Probability Problem on Gates in Subway station

Question

A subway station in a metro city has 10 gates, five for entering into the subway station, and five for exiting the subway station. The number of gates observed in each direction is observed at a particular time of a day. Assume that each outcome of the sample space is equally likely. 4Marks (a) What is the probability that at most one gate is open in each direction? (b) What is the probability that at least one gate is open in direction? (c) What is the probability that the number of gates open is the same in both direction? (d) What is the probability of the event that the total number of gates open is four?

Answer 1

Hints

There are 10 gates in total, and each outcome of the sample space is equally likely, I took the chance that a gate is open is 1/10!

No. Each gate is open or closed. Therefore, there are $2^{(10)}$ possibilities, each of which is equally likely. As a consequence of identifying the sample space as having $(1024)$ equally likely possibilities, the chance of any individual gate being open is exactly $\frac{1}{2}$.

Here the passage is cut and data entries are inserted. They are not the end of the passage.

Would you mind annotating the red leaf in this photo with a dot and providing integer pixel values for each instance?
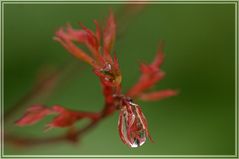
(150, 75)
(158, 95)
(33, 115)
(65, 117)
(109, 34)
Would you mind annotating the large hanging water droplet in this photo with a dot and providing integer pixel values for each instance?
(133, 130)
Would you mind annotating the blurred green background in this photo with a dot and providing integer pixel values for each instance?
(200, 63)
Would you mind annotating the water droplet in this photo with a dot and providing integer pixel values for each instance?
(133, 132)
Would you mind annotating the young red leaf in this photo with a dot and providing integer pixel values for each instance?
(33, 115)
(150, 75)
(109, 34)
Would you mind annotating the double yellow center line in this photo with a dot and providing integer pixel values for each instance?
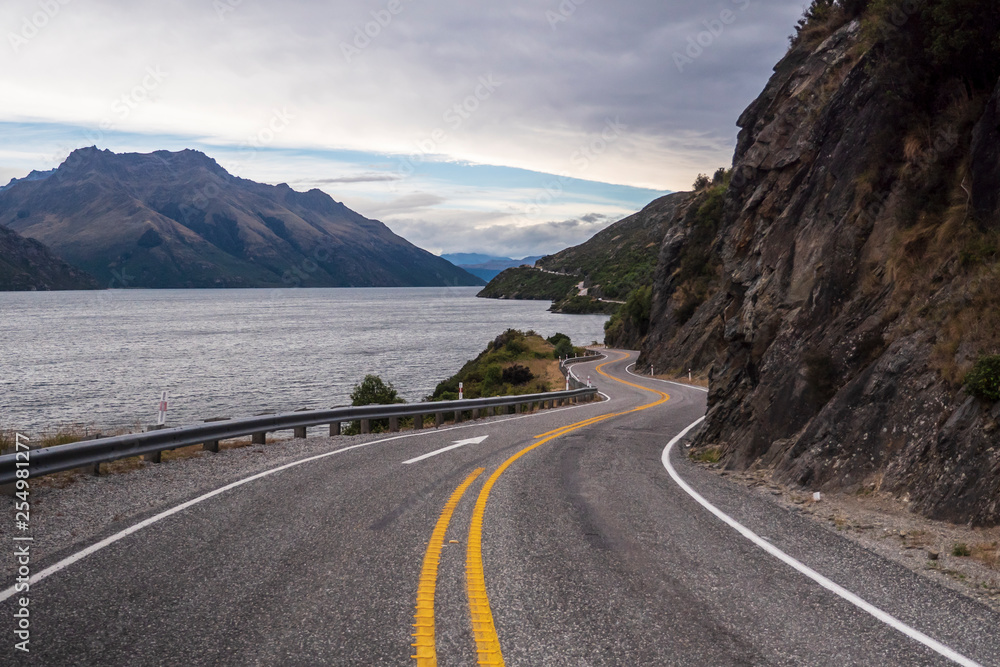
(484, 630)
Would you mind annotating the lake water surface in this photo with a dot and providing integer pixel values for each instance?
(102, 358)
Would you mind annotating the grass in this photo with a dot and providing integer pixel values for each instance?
(484, 375)
(707, 455)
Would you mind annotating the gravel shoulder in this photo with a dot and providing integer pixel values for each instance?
(884, 525)
(70, 511)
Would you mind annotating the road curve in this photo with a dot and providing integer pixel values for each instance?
(559, 539)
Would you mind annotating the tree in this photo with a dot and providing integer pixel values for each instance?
(517, 374)
(373, 391)
(564, 348)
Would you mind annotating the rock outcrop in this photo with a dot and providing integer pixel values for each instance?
(856, 281)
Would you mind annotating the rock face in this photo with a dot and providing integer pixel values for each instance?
(857, 281)
(180, 220)
(26, 264)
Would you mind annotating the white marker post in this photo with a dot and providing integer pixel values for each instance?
(161, 419)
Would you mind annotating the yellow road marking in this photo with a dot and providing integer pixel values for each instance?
(424, 617)
(483, 627)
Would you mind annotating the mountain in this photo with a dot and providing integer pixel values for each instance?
(26, 264)
(486, 267)
(843, 291)
(178, 219)
(611, 265)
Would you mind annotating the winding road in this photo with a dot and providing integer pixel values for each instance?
(575, 536)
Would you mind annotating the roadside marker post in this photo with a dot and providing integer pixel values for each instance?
(161, 418)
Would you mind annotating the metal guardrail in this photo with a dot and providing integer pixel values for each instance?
(48, 460)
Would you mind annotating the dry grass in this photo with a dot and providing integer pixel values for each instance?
(706, 454)
(986, 553)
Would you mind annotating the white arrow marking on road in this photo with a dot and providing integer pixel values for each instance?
(458, 443)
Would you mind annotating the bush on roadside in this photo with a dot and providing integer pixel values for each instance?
(564, 348)
(373, 391)
(983, 381)
(517, 375)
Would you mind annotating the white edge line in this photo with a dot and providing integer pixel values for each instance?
(463, 443)
(97, 546)
(886, 618)
(679, 384)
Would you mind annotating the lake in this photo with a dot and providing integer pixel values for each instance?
(101, 359)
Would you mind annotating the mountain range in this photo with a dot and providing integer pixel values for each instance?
(27, 265)
(178, 219)
(486, 267)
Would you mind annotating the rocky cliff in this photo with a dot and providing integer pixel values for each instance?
(178, 219)
(854, 275)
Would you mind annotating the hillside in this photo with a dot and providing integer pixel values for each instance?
(486, 267)
(611, 265)
(529, 284)
(514, 363)
(180, 220)
(26, 264)
(853, 279)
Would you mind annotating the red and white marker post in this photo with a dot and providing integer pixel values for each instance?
(161, 418)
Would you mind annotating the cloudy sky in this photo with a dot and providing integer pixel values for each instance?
(513, 128)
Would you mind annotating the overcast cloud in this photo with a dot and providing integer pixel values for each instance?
(642, 94)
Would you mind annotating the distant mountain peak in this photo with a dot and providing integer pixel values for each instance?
(178, 219)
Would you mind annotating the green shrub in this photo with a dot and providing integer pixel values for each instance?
(983, 381)
(492, 379)
(556, 337)
(564, 348)
(517, 374)
(373, 391)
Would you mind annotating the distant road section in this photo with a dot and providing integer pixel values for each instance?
(566, 537)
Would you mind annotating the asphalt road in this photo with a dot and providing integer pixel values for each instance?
(588, 551)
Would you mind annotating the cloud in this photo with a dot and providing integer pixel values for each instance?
(414, 84)
(361, 178)
(499, 236)
(405, 204)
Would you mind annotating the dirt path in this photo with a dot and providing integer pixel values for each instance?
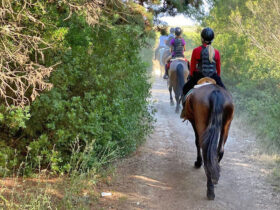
(160, 175)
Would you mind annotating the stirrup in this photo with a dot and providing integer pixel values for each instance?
(165, 76)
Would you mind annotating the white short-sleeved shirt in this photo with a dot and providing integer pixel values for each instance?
(162, 40)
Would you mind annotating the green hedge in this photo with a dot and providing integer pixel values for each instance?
(98, 108)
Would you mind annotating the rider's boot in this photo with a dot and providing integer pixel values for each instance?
(183, 113)
(165, 76)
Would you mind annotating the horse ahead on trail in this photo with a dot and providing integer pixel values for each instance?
(178, 74)
(210, 110)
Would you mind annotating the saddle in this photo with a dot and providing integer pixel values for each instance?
(174, 59)
(202, 82)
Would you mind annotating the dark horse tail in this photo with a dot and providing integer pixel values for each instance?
(180, 79)
(211, 135)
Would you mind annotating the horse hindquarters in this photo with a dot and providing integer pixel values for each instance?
(210, 141)
(180, 83)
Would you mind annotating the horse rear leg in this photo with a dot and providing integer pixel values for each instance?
(171, 98)
(224, 133)
(198, 162)
(177, 97)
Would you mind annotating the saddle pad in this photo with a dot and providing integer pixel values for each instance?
(174, 59)
(201, 85)
(187, 95)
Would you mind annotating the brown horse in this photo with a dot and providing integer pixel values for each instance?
(210, 110)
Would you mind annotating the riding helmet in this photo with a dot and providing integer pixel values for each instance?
(178, 31)
(207, 34)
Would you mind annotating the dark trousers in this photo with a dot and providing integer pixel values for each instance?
(197, 76)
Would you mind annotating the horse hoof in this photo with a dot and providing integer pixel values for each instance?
(215, 181)
(197, 164)
(210, 195)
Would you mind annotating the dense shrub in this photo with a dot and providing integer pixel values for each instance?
(98, 107)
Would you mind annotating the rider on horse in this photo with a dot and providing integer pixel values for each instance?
(205, 62)
(170, 36)
(162, 40)
(178, 46)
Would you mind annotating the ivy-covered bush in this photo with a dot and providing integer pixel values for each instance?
(98, 107)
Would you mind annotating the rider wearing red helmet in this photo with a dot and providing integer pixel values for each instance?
(205, 62)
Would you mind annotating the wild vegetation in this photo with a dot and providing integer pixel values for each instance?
(75, 92)
(98, 104)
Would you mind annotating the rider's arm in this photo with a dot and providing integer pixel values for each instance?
(218, 62)
(172, 42)
(194, 60)
(184, 44)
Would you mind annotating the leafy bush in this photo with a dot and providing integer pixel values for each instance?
(98, 105)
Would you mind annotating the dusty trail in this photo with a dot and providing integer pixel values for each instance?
(160, 175)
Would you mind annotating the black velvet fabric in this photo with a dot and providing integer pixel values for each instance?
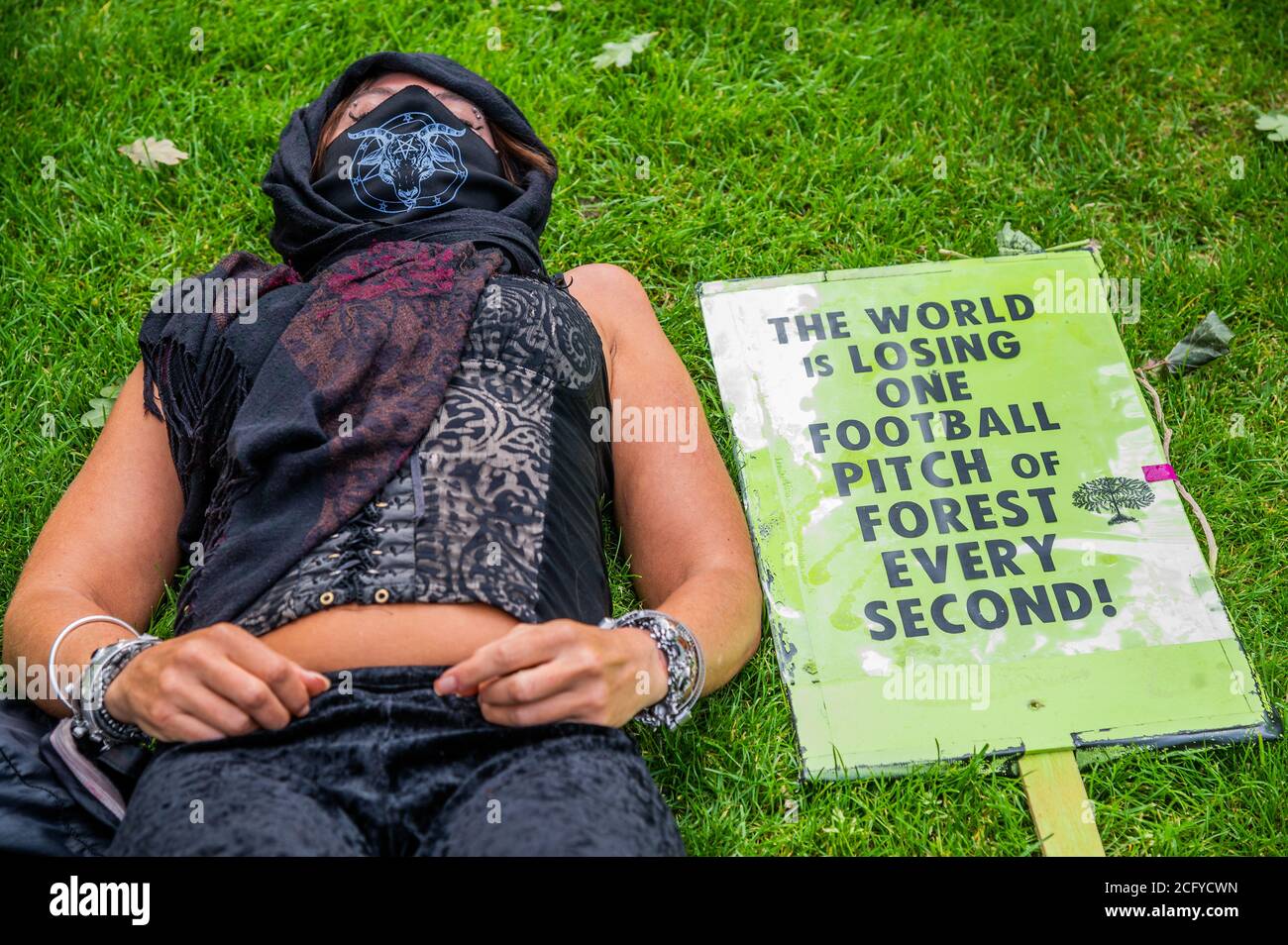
(393, 769)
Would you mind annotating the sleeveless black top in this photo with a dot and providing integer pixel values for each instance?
(501, 502)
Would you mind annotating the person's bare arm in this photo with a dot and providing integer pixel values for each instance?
(683, 527)
(682, 522)
(110, 549)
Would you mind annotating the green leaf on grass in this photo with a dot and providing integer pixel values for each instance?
(1275, 125)
(619, 52)
(1014, 242)
(101, 406)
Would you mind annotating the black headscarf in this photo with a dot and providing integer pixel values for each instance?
(310, 232)
(287, 412)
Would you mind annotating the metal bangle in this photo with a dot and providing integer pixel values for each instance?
(684, 660)
(58, 640)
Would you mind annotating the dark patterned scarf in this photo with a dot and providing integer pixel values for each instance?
(291, 404)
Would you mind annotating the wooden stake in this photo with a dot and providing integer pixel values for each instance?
(1057, 801)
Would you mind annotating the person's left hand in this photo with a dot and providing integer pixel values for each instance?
(562, 671)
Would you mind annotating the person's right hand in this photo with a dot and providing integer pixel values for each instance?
(209, 683)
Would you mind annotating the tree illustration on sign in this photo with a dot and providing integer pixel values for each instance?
(1113, 493)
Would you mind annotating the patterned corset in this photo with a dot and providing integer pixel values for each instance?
(501, 502)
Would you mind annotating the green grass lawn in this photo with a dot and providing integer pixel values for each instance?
(760, 159)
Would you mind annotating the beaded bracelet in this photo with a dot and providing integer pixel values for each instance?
(686, 665)
(104, 666)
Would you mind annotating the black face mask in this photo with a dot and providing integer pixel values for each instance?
(411, 158)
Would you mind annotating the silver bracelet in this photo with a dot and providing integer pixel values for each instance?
(686, 666)
(90, 717)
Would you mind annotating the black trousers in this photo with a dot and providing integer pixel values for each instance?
(381, 765)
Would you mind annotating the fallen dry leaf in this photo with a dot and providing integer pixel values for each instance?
(153, 153)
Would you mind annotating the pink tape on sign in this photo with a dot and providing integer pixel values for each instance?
(1154, 473)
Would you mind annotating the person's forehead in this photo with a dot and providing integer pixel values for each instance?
(403, 78)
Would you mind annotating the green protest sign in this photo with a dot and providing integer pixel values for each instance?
(965, 523)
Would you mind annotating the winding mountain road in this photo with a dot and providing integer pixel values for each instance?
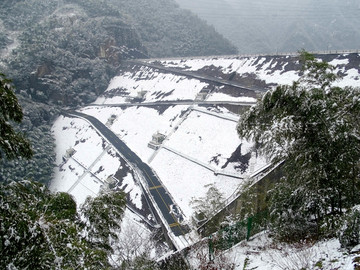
(160, 195)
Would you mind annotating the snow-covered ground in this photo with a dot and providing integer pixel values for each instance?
(261, 252)
(272, 70)
(201, 141)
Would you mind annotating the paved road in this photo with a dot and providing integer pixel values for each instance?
(157, 190)
(177, 102)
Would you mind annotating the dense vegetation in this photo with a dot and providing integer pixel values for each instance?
(314, 127)
(64, 53)
(41, 230)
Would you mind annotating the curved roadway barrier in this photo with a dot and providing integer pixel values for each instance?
(160, 195)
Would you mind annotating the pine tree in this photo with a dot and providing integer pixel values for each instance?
(314, 127)
(42, 230)
(12, 143)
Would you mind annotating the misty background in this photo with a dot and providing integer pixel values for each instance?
(278, 26)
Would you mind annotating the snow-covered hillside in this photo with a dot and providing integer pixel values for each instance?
(200, 146)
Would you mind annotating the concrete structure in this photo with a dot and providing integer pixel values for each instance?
(156, 140)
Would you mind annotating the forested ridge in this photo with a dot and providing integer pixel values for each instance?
(64, 53)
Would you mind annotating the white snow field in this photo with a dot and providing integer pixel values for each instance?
(199, 142)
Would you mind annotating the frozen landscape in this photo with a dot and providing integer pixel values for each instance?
(200, 144)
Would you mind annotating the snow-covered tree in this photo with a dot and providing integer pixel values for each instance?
(12, 143)
(42, 230)
(314, 127)
(208, 205)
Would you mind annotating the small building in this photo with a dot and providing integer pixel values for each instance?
(201, 96)
(156, 140)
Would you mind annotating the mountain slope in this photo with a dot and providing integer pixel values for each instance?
(282, 26)
(64, 53)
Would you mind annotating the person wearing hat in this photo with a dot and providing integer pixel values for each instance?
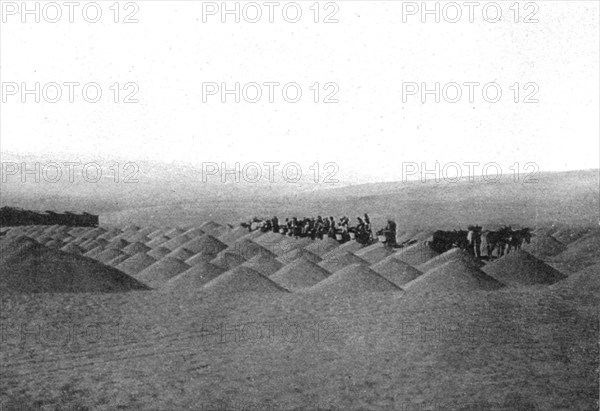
(390, 233)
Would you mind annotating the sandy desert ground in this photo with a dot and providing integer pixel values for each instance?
(209, 316)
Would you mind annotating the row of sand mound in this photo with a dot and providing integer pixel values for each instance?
(30, 267)
(242, 279)
(194, 278)
(300, 274)
(453, 276)
(520, 268)
(354, 278)
(179, 250)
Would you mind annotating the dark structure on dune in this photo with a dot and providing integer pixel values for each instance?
(10, 216)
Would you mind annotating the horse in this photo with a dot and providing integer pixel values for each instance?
(498, 239)
(517, 238)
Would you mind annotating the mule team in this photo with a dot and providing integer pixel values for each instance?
(502, 240)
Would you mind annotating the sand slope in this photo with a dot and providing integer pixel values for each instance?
(29, 267)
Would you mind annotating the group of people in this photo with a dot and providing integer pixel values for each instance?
(319, 227)
(503, 240)
(361, 231)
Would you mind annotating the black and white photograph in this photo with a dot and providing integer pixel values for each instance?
(305, 205)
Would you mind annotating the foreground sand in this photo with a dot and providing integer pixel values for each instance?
(520, 349)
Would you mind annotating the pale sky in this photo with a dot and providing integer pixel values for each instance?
(368, 54)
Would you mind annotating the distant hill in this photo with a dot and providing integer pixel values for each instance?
(171, 194)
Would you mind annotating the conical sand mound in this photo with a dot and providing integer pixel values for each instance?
(521, 268)
(90, 245)
(194, 232)
(118, 244)
(110, 254)
(268, 239)
(72, 249)
(94, 252)
(181, 254)
(322, 247)
(136, 263)
(199, 258)
(584, 281)
(205, 244)
(158, 252)
(396, 271)
(299, 275)
(249, 249)
(454, 254)
(453, 276)
(54, 244)
(93, 233)
(156, 233)
(27, 267)
(214, 229)
(136, 247)
(297, 253)
(264, 264)
(544, 246)
(193, 278)
(341, 260)
(290, 243)
(374, 253)
(233, 235)
(228, 259)
(243, 279)
(161, 271)
(118, 259)
(579, 254)
(108, 235)
(569, 235)
(19, 245)
(138, 237)
(250, 235)
(353, 279)
(349, 247)
(174, 232)
(416, 254)
(157, 241)
(177, 242)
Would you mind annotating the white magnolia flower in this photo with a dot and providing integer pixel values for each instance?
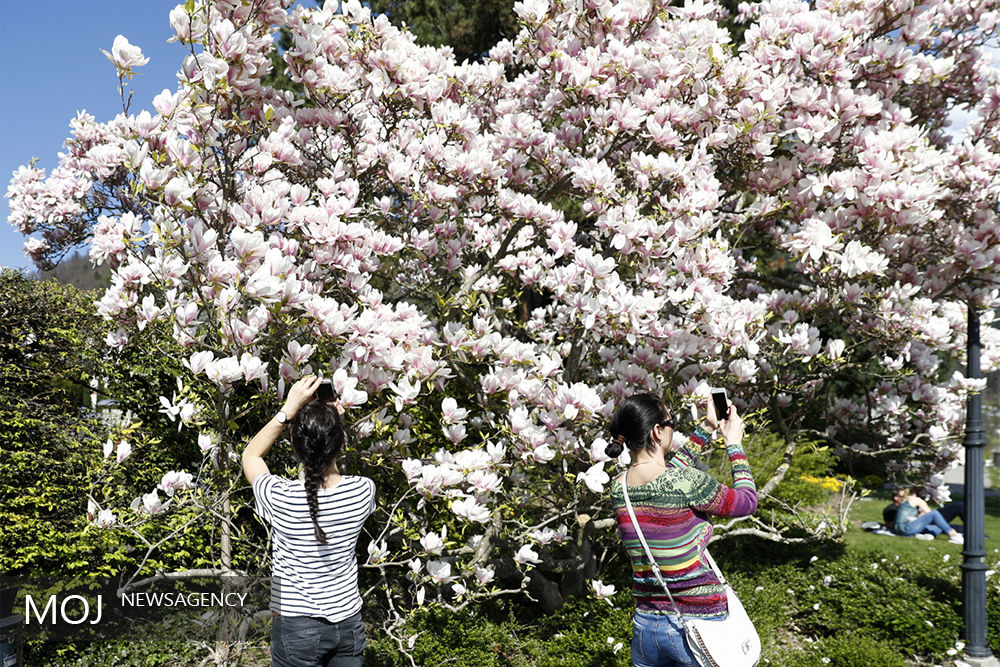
(124, 55)
(432, 543)
(124, 449)
(602, 590)
(176, 480)
(484, 575)
(105, 519)
(439, 571)
(526, 555)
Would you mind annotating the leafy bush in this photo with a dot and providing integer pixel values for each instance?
(842, 651)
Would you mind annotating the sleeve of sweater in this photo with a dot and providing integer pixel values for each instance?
(708, 495)
(685, 457)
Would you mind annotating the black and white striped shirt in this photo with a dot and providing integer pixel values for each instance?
(309, 578)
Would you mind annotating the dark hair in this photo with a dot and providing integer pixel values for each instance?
(318, 436)
(633, 422)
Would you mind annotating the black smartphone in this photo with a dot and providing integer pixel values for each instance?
(721, 403)
(325, 392)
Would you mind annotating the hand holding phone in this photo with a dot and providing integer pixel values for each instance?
(325, 392)
(721, 403)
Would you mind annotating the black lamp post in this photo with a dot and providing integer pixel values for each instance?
(974, 552)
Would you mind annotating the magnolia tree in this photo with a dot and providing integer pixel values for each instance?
(487, 257)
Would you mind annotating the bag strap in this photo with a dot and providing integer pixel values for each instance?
(645, 545)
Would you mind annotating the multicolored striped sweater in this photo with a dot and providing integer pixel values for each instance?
(673, 511)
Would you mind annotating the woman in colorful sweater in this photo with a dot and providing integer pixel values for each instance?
(672, 500)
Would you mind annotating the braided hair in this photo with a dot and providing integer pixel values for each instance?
(633, 422)
(318, 436)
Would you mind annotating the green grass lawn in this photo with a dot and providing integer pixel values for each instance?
(870, 509)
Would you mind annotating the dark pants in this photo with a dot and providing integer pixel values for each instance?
(308, 641)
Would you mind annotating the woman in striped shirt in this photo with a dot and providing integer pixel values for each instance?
(315, 525)
(673, 499)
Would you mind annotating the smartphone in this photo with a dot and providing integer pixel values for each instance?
(325, 392)
(721, 404)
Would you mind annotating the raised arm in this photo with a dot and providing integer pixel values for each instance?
(253, 455)
(741, 498)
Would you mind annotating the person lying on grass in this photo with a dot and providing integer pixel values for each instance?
(914, 518)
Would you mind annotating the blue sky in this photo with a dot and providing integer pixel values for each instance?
(51, 66)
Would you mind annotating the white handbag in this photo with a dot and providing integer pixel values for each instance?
(732, 642)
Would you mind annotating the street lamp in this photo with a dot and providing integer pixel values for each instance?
(974, 552)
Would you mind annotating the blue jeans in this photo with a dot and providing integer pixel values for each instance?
(308, 641)
(658, 640)
(933, 522)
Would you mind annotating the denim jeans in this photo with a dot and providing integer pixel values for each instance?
(658, 640)
(932, 522)
(308, 641)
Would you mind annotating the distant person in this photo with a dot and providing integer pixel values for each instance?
(915, 518)
(315, 526)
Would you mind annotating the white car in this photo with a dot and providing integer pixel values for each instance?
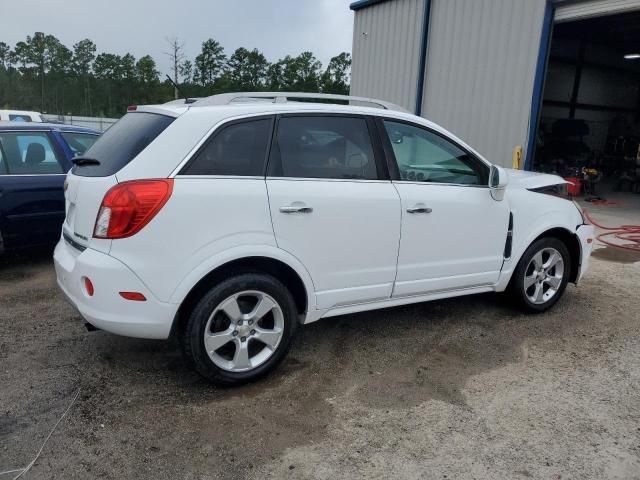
(20, 116)
(229, 221)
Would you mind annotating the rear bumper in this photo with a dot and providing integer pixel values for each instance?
(106, 309)
(586, 235)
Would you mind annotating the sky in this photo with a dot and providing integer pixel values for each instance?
(275, 27)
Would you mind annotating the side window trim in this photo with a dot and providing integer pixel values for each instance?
(379, 156)
(392, 162)
(219, 129)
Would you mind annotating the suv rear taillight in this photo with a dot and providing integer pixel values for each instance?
(129, 206)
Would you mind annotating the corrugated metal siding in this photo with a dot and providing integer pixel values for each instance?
(481, 64)
(594, 8)
(385, 60)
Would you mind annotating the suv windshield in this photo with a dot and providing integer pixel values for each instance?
(122, 143)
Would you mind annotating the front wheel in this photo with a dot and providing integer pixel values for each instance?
(541, 275)
(241, 329)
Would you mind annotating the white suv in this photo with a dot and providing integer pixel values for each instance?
(229, 221)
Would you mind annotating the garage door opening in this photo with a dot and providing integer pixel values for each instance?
(589, 127)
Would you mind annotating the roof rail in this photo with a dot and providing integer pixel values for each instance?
(283, 97)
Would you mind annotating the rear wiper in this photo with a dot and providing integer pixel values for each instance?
(85, 161)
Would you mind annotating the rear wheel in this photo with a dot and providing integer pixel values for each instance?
(241, 329)
(541, 275)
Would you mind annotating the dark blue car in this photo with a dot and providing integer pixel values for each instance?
(34, 160)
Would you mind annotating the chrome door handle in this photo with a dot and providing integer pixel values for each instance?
(296, 209)
(419, 209)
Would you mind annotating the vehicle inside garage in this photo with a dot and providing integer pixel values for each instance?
(589, 128)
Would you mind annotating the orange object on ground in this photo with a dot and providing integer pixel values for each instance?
(575, 187)
(627, 233)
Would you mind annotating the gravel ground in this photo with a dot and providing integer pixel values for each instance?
(462, 388)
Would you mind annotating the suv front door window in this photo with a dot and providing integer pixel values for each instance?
(332, 208)
(453, 232)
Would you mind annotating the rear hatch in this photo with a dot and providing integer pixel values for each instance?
(96, 172)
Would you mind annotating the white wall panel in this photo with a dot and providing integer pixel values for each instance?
(567, 11)
(386, 51)
(481, 64)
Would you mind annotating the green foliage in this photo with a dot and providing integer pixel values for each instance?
(42, 74)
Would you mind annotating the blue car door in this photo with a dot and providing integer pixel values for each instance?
(32, 174)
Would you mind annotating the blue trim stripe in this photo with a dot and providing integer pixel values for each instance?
(360, 4)
(423, 57)
(538, 85)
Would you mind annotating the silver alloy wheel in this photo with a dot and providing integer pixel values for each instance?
(543, 276)
(244, 331)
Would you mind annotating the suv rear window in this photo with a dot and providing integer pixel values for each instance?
(122, 143)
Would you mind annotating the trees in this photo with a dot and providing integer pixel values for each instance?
(84, 52)
(335, 79)
(41, 73)
(210, 63)
(176, 56)
(247, 69)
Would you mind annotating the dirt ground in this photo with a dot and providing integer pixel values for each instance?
(462, 388)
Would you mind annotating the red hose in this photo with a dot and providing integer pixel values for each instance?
(626, 233)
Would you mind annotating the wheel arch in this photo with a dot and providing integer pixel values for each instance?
(298, 284)
(571, 241)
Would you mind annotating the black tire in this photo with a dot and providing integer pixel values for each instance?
(193, 343)
(517, 289)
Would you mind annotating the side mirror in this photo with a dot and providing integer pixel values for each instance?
(498, 180)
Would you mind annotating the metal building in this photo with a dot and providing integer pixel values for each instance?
(476, 67)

The easiest way to attack part $a$ is to consider the 5 entrance gates and 5 exit gates separately. Examining only the entrance gates, the sample space is reduced to $(2^5) = 32.$ An examination of the corresponding row of Pascal's triangle indicates that the probability of there being at most 1 entrance gate open is

$$\frac{1 + 5}{1 + 5 + 10 + 10 + 5 + 1}.$$

More formally, if the chance of the success of an event is $p \in (0,1)$, and $q = (1-p)$, then the chance of exactly $k$ successes in $n$ bernoulli trials is

$$\binom{n}{k}p^k q^{(n-k)}.$$